Regarding the sites under positive selective pressure found on the Spike Glycoprotein, the results have shown that the 536th aminoacidic position in 2019-nCoV has an asparagine residue while the Bat SARS-like coronavirus has a glutamine residue, the SARS virus, instead, has an aspartic acid residue. On the 644th aminoacidic position in 2019-nCoV sequence there is a threonine residue while the Bat SARS-like virus has a serine residue, instead the SARS virus has an alanine residue The data reported above show that the new 2019-nCoV significantly clustered with a sequence from the Bat SARS-like Coronavirus isolated in 2015. Moreover, in the phylogenetic tree, these two sequences are separated from the other Bat SARS-like coronavirus sequences, suggesting that this Bat SARS-like coronavirus is homologous and genetically more similar to the 2019-nCoV than to the other sequences of Bat SARS-like coronavirus. This supports the hypothesis that the transmission chain began from bat and reached the human. All other genomic sequences represented in the phylogenetic tree, also including SARS and MERS coronavirus, clustered separately thus excluding that the virus involved in the actual epidemic could belong to these sub-genuses. The structural analysis of two important viral protein, the nucleocapsid and the spike-like nucleoprotein (protein S), confirmed the significant similarity the new coronavirus with the bat-like SARS coronavirus and its difference from SARS coronavirus.

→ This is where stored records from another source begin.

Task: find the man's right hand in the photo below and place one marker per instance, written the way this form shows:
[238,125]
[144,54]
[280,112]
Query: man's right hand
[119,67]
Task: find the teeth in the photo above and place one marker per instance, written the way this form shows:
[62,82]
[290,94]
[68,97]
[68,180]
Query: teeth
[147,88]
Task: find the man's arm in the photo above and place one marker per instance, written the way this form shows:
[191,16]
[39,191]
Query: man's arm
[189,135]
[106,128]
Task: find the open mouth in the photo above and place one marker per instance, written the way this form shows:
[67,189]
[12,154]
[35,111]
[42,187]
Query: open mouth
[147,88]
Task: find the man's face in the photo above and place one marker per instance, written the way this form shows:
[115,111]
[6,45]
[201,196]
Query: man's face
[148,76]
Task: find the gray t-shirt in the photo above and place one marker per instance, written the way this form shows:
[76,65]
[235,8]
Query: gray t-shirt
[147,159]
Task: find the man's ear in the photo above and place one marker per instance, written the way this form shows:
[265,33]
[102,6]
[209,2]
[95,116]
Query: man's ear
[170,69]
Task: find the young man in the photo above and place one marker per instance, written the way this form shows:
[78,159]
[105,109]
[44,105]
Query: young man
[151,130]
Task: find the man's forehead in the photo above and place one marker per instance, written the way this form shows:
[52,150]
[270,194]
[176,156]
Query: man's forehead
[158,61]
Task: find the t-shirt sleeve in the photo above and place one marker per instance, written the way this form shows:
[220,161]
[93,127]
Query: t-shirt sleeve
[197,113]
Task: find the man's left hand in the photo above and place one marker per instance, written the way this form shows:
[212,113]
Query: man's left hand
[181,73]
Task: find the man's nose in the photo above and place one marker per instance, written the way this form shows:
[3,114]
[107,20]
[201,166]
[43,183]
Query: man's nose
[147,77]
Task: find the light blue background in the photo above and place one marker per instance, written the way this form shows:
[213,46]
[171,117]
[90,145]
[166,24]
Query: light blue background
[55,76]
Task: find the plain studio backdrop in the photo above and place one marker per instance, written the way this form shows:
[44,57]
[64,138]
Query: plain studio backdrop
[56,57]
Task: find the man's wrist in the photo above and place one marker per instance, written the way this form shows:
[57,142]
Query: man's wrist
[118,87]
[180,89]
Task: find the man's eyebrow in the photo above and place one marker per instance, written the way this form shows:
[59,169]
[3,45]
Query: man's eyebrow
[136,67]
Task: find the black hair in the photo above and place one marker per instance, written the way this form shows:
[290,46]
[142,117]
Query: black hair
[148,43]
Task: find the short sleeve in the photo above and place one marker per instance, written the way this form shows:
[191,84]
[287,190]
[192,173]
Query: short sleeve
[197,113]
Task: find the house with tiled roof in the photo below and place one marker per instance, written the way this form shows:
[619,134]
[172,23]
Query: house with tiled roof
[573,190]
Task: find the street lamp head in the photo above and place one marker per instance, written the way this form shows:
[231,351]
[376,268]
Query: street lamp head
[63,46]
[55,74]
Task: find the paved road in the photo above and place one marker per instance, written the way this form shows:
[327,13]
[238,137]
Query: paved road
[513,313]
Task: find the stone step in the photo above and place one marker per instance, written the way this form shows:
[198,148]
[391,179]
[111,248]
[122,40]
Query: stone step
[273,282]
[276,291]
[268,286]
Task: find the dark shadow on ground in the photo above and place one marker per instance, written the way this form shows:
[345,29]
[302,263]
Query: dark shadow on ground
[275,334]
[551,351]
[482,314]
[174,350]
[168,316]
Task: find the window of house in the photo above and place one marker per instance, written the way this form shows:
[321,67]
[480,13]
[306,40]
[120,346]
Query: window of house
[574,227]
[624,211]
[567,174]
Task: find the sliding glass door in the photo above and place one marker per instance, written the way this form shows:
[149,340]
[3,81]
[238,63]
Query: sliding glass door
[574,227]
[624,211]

From the selective pressure and structural analysis, mutations of surface proteins, as the spike protein S, and of nucleocapsid N protein conferring stability to the viral particle have been shown. The viral spike protein is responsible for virus entry into the cell after by binding to a cell receptor and membrane fusion, two key roles in viral infection and pathogenesis. The N protein is a structural protein involved in virion assembly, playing a pivotal role in virus transcription and assembly efficiency. Mutation of these proteins could determine two important characteristics of the coronavirus isolated during the 2019nCoV epidemic, a higher stability than the bat-like SARS coronavirus and a lower pathogenicity than SARS coronavirus. These features can explain the 2019-nCoV zoonotic transmission and its initial lower severity than SARS epidemic. These results doesn’t exclude that further mutation due to positive selective pressure, lead by the epidemic evolution, could favor an ehancement of pathogenicity and transmission of this novel virus.
Recently, Ji et al. described homologous recombination within the spike glycoprotein of 2019nCoV favoring cross-species transmission and suggested snake as probable virus reservoir for human infection because its Resampling Similarity Codon Usage (RSCU) bias is more similar to Bungarus multicinctus snake compared to other animals and humans[3]. In a previous article has been proven that compositional properties, mutation pressure, natural selection, gene expression and dinucleotides affect the codon usage bias of Bungarus species [14].
These data along with data from our study, enforcing bat origin of infection, could clarify the transmission dynamic of the 2019-nCoV supporting infection control policy during the ongoing epidemic.